I discovered that I’ve somehow managed to lose quite a few music files from my music library. Many of them were songs I ripped from the collection of CD’s I’ve purchased since the 1980’s. I no longer have many of those CD’s. Others were from iTunes purchases (which I can recover from the store). My guess is that I screwed up an iTunes install on one of my machines, pointing it to the wrong OneDrive location for music and mistakenly telling it to copy music to the library when adding. Or perhaps it’s the other way around, I’m not sure. Could have also been Groove/Xbox Music. Throw some Windows resets in along the way for good measure. I really don’t know.
I use OneDrive extensively–I thought my data was safe.
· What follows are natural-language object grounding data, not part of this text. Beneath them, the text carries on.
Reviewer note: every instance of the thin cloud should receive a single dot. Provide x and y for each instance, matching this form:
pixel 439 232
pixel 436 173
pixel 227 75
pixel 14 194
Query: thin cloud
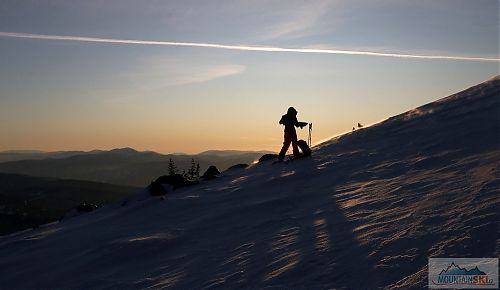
pixel 242 47
pixel 298 21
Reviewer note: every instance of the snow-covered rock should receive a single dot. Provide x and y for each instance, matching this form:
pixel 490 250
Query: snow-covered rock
pixel 366 210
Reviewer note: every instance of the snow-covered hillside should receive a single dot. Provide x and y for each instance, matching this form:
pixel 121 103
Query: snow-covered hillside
pixel 366 211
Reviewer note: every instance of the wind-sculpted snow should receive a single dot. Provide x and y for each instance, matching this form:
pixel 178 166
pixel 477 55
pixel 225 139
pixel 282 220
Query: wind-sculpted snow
pixel 365 211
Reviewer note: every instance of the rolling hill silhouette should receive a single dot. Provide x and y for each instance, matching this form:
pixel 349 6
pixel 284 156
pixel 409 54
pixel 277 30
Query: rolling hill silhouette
pixel 365 211
pixel 27 201
pixel 123 166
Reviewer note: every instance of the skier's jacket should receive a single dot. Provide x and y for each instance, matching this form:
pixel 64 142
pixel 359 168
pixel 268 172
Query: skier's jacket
pixel 290 122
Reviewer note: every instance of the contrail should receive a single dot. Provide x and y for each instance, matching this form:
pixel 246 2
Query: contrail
pixel 240 47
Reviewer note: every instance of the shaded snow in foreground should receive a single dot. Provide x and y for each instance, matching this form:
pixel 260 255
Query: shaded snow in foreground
pixel 366 210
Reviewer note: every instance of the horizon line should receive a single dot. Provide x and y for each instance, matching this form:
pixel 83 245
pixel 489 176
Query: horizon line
pixel 242 47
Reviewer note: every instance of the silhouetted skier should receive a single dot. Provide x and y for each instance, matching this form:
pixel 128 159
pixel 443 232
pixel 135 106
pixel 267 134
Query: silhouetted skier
pixel 290 122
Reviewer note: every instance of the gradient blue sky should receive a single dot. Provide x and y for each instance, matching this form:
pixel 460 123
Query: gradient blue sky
pixel 61 95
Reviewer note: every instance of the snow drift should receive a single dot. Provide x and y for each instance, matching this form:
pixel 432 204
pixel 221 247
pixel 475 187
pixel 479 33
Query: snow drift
pixel 366 210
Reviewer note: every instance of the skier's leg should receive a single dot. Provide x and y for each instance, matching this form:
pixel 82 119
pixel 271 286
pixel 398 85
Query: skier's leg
pixel 286 144
pixel 295 147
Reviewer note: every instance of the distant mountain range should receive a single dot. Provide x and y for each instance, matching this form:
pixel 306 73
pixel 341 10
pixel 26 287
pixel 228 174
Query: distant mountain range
pixel 27 201
pixel 124 166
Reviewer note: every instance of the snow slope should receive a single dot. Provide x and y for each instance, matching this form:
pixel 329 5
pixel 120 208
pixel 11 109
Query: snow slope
pixel 366 211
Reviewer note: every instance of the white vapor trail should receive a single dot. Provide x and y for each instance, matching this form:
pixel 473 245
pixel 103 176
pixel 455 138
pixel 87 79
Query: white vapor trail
pixel 239 47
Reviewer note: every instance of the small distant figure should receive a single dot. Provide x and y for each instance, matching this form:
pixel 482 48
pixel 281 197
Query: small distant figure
pixel 289 120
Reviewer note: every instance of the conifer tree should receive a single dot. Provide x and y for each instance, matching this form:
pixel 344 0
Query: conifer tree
pixel 198 170
pixel 171 167
pixel 192 170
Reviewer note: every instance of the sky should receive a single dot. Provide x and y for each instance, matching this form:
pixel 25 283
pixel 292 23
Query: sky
pixel 64 93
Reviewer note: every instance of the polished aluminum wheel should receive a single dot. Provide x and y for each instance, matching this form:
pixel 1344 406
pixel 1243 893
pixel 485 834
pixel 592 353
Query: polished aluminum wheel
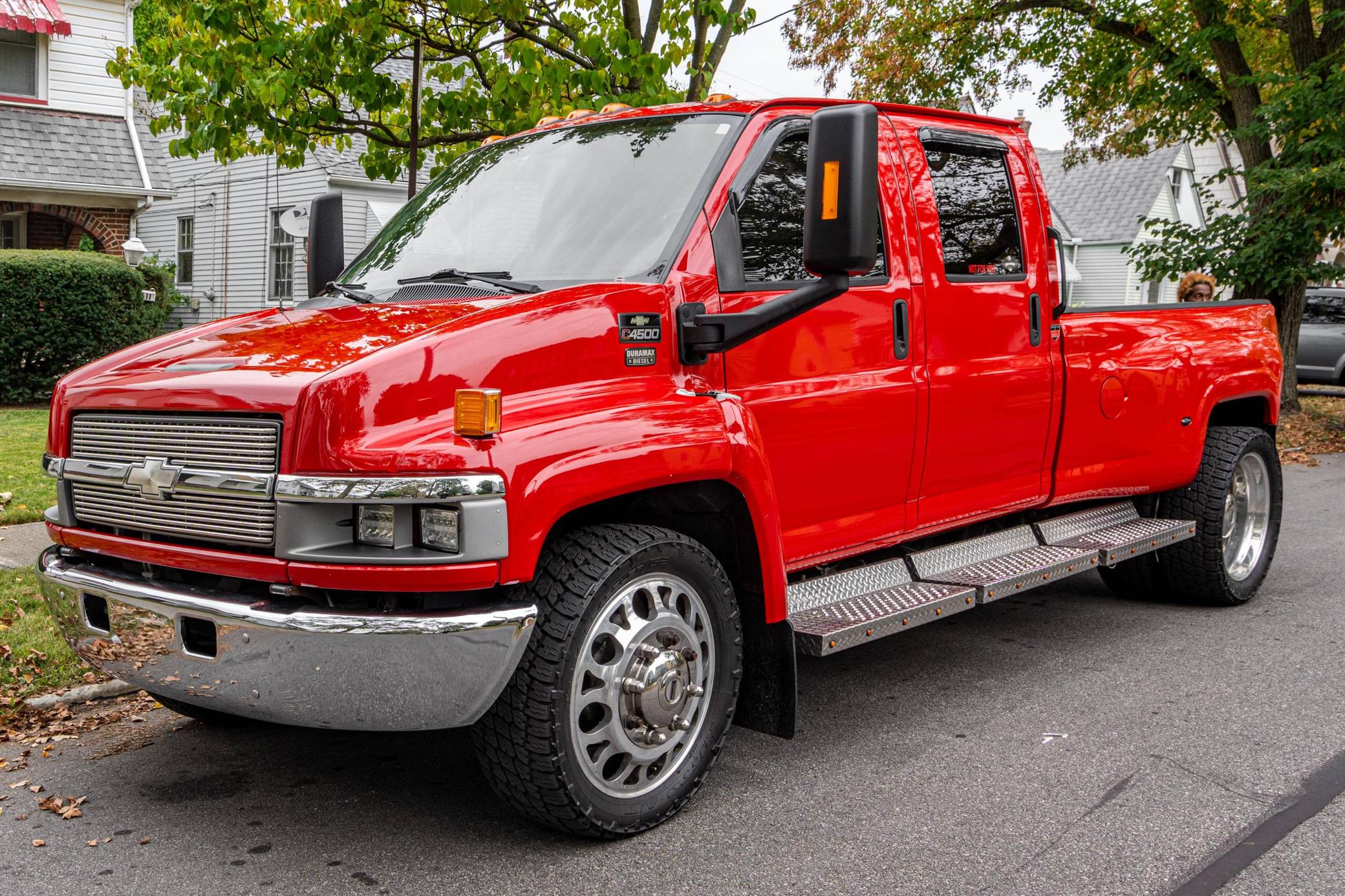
pixel 642 685
pixel 1246 516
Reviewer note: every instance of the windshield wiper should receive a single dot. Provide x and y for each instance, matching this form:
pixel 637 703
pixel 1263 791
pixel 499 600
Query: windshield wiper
pixel 351 291
pixel 494 277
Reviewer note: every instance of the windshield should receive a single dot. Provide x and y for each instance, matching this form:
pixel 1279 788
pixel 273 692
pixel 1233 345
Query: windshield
pixel 580 204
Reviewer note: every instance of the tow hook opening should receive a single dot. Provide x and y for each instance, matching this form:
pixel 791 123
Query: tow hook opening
pixel 96 614
pixel 198 637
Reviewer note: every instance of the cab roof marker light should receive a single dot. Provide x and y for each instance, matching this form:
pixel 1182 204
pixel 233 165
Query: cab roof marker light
pixel 477 412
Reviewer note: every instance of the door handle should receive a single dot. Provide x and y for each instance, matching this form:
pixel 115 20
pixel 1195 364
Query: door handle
pixel 900 328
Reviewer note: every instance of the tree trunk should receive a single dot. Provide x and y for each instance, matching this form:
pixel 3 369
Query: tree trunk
pixel 1289 314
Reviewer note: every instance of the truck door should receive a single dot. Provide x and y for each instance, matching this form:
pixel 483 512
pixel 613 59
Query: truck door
pixel 834 390
pixel 987 321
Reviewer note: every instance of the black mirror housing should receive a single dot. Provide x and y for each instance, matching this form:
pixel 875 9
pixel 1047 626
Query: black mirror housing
pixel 841 206
pixel 326 241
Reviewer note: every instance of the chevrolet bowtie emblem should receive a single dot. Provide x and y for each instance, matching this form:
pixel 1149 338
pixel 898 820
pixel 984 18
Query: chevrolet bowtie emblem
pixel 155 478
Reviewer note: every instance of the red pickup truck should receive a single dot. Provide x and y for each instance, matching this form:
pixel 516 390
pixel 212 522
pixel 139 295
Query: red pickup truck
pixel 622 412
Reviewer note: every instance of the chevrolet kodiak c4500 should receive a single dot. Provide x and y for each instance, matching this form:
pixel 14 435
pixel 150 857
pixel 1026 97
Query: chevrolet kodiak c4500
pixel 622 412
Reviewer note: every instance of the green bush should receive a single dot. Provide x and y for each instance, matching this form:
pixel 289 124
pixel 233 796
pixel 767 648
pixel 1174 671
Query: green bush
pixel 61 310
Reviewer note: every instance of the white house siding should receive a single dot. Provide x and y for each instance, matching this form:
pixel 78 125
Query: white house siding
pixel 77 65
pixel 253 187
pixel 1104 275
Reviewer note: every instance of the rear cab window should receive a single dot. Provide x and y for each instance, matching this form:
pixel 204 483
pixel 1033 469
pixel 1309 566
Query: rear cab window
pixel 978 214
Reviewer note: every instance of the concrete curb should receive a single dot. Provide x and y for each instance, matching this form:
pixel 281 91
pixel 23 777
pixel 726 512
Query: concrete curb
pixel 103 690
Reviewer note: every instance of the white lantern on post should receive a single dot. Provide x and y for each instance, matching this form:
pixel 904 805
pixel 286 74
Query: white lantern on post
pixel 133 251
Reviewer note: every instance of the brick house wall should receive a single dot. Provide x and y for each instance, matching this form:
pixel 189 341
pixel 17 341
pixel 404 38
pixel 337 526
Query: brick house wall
pixel 61 226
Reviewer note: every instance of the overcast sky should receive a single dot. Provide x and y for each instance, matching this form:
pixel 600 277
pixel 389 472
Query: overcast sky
pixel 757 67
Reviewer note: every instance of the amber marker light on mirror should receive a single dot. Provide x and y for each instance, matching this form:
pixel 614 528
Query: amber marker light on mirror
pixel 477 412
pixel 830 190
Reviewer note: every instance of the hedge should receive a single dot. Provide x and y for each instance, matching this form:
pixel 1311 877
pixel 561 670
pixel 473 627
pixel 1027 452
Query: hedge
pixel 61 310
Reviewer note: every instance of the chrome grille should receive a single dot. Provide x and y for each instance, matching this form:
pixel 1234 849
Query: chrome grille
pixel 198 517
pixel 197 443
pixel 200 443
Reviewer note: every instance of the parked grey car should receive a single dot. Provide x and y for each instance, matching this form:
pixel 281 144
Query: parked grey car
pixel 1321 342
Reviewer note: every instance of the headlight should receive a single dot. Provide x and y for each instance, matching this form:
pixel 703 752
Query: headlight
pixel 374 525
pixel 439 529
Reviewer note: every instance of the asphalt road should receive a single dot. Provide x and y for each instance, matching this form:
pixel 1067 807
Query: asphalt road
pixel 1196 738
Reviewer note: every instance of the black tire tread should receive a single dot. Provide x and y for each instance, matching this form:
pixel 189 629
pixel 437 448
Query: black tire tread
pixel 1194 570
pixel 519 740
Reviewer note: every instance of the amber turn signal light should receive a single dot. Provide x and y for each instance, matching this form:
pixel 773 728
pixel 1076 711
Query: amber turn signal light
pixel 477 412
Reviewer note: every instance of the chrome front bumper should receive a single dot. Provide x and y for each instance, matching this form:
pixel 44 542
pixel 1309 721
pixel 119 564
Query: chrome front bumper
pixel 316 668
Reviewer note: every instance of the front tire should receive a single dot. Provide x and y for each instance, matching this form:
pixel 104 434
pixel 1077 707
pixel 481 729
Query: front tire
pixel 625 696
pixel 1236 502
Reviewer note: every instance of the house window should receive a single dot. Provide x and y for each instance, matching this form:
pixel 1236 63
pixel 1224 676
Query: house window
pixel 18 63
pixel 978 220
pixel 280 260
pixel 11 231
pixel 186 248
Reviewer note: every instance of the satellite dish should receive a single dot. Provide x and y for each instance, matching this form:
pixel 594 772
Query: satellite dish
pixel 295 221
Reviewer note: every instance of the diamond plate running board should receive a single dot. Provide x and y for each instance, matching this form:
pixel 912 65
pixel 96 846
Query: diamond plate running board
pixel 848 608
pixel 1117 532
pixel 1001 564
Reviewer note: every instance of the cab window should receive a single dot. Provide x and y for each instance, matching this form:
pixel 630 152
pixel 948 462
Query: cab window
pixel 771 219
pixel 978 220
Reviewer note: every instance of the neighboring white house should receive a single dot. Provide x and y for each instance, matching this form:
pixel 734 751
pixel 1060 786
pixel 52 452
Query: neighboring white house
pixel 76 163
pixel 222 228
pixel 1102 208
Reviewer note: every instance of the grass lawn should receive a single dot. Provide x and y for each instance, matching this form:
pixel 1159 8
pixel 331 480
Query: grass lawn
pixel 23 436
pixel 32 657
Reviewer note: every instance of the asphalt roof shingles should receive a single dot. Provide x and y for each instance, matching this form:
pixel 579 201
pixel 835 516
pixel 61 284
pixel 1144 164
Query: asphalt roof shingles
pixel 39 144
pixel 1106 201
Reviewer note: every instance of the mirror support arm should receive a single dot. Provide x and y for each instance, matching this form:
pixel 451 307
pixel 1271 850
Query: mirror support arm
pixel 701 334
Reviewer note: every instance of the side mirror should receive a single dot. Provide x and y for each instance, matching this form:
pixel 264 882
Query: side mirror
pixel 841 208
pixel 326 241
pixel 839 233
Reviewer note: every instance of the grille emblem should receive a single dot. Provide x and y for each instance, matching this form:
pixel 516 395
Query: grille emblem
pixel 155 478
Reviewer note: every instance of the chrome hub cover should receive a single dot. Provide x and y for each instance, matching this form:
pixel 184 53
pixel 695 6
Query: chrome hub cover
pixel 1246 516
pixel 641 685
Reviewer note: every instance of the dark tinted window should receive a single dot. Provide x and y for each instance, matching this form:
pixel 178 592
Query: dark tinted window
pixel 1325 310
pixel 977 216
pixel 771 219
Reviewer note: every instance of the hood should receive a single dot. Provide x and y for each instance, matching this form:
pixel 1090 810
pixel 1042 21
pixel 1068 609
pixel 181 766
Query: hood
pixel 257 362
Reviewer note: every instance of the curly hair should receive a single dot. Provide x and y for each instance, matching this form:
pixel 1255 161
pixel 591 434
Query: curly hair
pixel 1189 281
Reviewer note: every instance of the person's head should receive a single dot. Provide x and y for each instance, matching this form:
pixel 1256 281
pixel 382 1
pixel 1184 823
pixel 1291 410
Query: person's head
pixel 1196 287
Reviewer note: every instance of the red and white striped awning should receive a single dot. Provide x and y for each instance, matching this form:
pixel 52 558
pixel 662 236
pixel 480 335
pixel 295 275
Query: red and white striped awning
pixel 37 17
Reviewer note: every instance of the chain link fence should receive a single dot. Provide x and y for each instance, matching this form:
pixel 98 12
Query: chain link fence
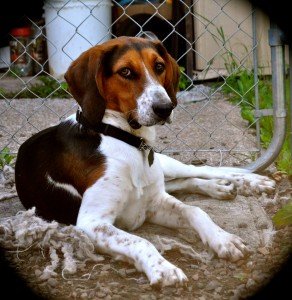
pixel 212 42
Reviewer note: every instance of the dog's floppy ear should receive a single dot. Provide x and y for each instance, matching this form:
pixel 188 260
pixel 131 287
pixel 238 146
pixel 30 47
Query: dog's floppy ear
pixel 172 72
pixel 82 78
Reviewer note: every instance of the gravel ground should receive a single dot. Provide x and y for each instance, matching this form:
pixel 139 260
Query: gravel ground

I thought as long as all my data is on OneDrive, I’m good to go. I took a few manual backups here and there just to be extra safe with precious pictures and video of the kids and family. Apparently that strategy was okay, except for music. I’ve always known video would present a special case as well.
As Paul noted recently, OneDrive still doesn’t allow you to manage music within it. You can’t choose to use OneDrive as your music folder instead of the local machine location. That sucks. I’ve always worked around that by manually copying my music to OneDrive and trying to be sure I kept new music going to it instead of the default location. I point all my machines–desktop, laptop, SP3–and apps to my music folder on OneDrive. I guess I didn’t do that so well after all.
Since January, I’ve been working on shutting my WHS down–slowly moving files to my desktop and then up to OneDrive. I’ve cleaned up my office, removed clutter, and rearranged some. The small WHS box is in the way and it hasn’t been serving much of a purpose, at least that’s what I thought until this week.
When I discovered my MP3’s were missing, my first thought was a few portable hard drives I had used for manual backups. I checked those and found the files were missing on them too. So I fired up my WHS dashboard and looked at the backup history for my desktop. Found backups going all the way back to 2011 when I built and fired up my WHS. You know what else I found? Those missing MP3’s!
I used to use Carbonite, but dropped it when Microsoft starting throwing OneDrive data at us. I was also having some upload bandwidth issues (I can’t get fiber). Things have improved a little on the upload bandwidth front, but still nothing like fiber.
I had hoped to get away from WHS backups and rely on OneDrive to keep most of my data safe. Before I can completely eliminate my WHS, I guess I’m going to have to take another look at cloud backup solutions. Wish Carbonite were still around for consumer.